Estaba resignado. Había sido una historia bonita. Corta. Intensa. Irrepetible.
“Bueno, por lo menos Sandra no se ha enterado”, me decía para consolarme. Pero
era un consuelo inútil. Por mucho que lo intentara, jamás iba a encontrar
consuelo. Le pedía a la vida que por lo menos me permitiera verla una vez más.
Quería pedirle una explicación.
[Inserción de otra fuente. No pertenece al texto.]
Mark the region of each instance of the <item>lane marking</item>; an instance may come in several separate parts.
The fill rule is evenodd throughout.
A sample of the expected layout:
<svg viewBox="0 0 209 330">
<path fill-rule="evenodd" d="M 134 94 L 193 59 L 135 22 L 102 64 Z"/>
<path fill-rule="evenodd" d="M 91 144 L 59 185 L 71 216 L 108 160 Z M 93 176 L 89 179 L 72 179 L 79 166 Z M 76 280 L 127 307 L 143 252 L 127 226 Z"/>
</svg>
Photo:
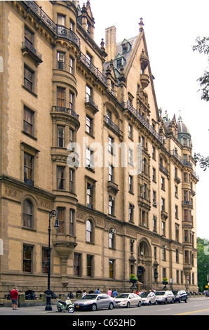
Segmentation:
<svg viewBox="0 0 209 330">
<path fill-rule="evenodd" d="M 194 310 L 193 312 L 186 312 L 184 313 L 174 314 L 174 315 L 184 315 L 185 314 L 196 313 L 196 312 L 203 312 L 205 310 L 209 310 L 209 308 L 207 308 L 205 310 Z"/>
</svg>

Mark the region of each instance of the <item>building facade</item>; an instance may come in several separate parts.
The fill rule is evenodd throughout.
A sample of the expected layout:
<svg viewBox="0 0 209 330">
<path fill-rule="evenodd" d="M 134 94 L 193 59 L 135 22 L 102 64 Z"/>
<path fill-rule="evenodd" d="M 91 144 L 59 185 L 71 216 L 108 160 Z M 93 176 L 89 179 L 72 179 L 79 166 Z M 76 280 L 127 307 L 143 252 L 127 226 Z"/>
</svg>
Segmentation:
<svg viewBox="0 0 209 330">
<path fill-rule="evenodd" d="M 0 291 L 197 291 L 189 131 L 158 109 L 138 35 L 94 41 L 90 2 L 1 1 Z M 189 278 L 189 279 L 188 279 Z"/>
</svg>

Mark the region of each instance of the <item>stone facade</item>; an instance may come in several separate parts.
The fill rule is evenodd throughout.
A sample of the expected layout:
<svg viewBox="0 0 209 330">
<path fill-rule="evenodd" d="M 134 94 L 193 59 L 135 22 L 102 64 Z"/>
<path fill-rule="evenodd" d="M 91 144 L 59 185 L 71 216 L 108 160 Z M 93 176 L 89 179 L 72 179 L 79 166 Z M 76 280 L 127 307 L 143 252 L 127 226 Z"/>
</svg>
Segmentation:
<svg viewBox="0 0 209 330">
<path fill-rule="evenodd" d="M 158 109 L 143 22 L 107 48 L 89 1 L 1 1 L 0 291 L 197 291 L 191 136 Z M 72 144 L 73 143 L 73 144 Z"/>
</svg>

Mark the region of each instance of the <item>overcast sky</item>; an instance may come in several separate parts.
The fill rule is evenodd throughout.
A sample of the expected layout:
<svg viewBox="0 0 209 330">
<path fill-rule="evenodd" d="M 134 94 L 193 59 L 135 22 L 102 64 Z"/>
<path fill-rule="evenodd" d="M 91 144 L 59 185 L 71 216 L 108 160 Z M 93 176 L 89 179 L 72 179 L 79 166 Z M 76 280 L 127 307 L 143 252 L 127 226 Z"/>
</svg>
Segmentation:
<svg viewBox="0 0 209 330">
<path fill-rule="evenodd" d="M 86 1 L 83 1 L 86 2 Z M 80 6 L 83 6 L 80 0 Z M 201 100 L 197 79 L 208 68 L 208 58 L 193 52 L 197 37 L 209 37 L 208 0 L 90 0 L 95 40 L 105 40 L 114 25 L 117 42 L 139 33 L 143 18 L 159 108 L 170 119 L 181 116 L 191 134 L 193 154 L 209 155 L 209 103 Z M 105 47 L 105 45 L 104 45 Z M 197 236 L 209 239 L 209 169 L 196 167 Z"/>
</svg>

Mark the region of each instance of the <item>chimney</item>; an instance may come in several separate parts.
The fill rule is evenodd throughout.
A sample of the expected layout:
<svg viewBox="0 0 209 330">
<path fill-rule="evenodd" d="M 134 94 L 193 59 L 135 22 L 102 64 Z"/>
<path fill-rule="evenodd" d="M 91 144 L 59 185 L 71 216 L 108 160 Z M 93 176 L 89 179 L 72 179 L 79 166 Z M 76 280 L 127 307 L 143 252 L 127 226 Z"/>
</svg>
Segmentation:
<svg viewBox="0 0 209 330">
<path fill-rule="evenodd" d="M 114 26 L 105 29 L 106 61 L 114 60 L 116 55 L 116 29 Z"/>
</svg>

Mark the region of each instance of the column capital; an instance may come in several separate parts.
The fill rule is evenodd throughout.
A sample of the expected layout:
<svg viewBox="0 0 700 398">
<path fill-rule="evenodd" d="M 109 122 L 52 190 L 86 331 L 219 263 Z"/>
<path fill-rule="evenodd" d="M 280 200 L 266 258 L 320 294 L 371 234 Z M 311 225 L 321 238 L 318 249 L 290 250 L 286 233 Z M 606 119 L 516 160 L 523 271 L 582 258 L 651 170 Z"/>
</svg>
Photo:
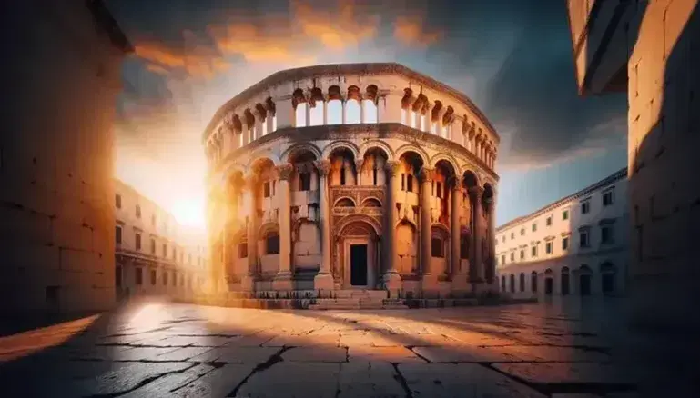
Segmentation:
<svg viewBox="0 0 700 398">
<path fill-rule="evenodd" d="M 316 168 L 319 170 L 319 174 L 322 176 L 328 175 L 328 174 L 330 172 L 330 161 L 327 159 L 317 160 L 314 162 L 314 165 L 316 165 Z"/>
<path fill-rule="evenodd" d="M 294 172 L 294 166 L 291 164 L 283 164 L 276 167 L 278 175 L 280 180 L 289 181 L 291 174 Z"/>
<path fill-rule="evenodd" d="M 432 181 L 434 172 L 435 172 L 434 168 L 423 166 L 421 168 L 421 171 L 418 173 L 418 178 L 421 179 L 421 183 L 430 183 L 431 181 Z"/>
<path fill-rule="evenodd" d="M 388 160 L 384 164 L 384 170 L 387 172 L 390 177 L 393 177 L 399 174 L 401 171 L 401 164 L 396 160 Z"/>
</svg>

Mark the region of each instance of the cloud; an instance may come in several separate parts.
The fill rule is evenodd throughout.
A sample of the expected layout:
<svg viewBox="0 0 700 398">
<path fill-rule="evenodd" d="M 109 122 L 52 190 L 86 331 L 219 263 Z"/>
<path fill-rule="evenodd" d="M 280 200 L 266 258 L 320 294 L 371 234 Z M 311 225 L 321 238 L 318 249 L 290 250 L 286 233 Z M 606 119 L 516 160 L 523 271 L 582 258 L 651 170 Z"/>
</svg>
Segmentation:
<svg viewBox="0 0 700 398">
<path fill-rule="evenodd" d="M 394 22 L 394 37 L 406 45 L 429 45 L 442 37 L 442 31 L 426 32 L 420 17 L 399 16 Z"/>
</svg>

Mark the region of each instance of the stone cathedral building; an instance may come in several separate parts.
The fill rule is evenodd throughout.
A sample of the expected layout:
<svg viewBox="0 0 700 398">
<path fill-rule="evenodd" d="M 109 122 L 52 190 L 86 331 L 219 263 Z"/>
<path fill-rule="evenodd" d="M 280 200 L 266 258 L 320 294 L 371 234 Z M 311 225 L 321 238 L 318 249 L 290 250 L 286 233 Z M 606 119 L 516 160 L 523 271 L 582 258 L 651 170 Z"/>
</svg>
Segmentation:
<svg viewBox="0 0 700 398">
<path fill-rule="evenodd" d="M 202 143 L 219 292 L 498 290 L 499 136 L 440 82 L 397 64 L 279 72 Z"/>
</svg>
Quería volver a tenerla en mis brazos. Nunca
pensé que la vida iba a atender a mi súplica. Y mucho menos que iba a darme
tanto.
La voluntad es atrevida pero el
entendimiento es mezquino. El hombre puede desear lo sublime, pero cuando lo
sublime se presenta es capaz de dejarlo pasar. Yo no entendí nada. Estuve a
punto de salir huyendo. Cuando Susana propuso ir a un bar a tomar un café yo
acepté encantado. Y hubiera estado dos horas hablando de cosas triviales con
ella y luego me hubiera levantado y me hubiera despedido con un gesto cordial y
después, sólo cuando ella ya se hubiera ido, después me habría mirado al espejo
y me habría gritado: “¿Pero qué has
hecho, pedazo de cretino?”. Entonces, cuando ya no hubiera remedio, entonces
habría comprendido lo que sucedía.
De modo que toda la culpa y el mérito es
de Susana. Ella fue quien tomo el mando de la situación. Ella me cogió del
brazo y me condujo hábilmente hasta una pensión cercana. Ella me hizo subir. Me
desnudó y me tendió sobre la cama sin deshacer. Y yo no reaccioné hasta que
ella se subió la falda y se sentó sobre mí.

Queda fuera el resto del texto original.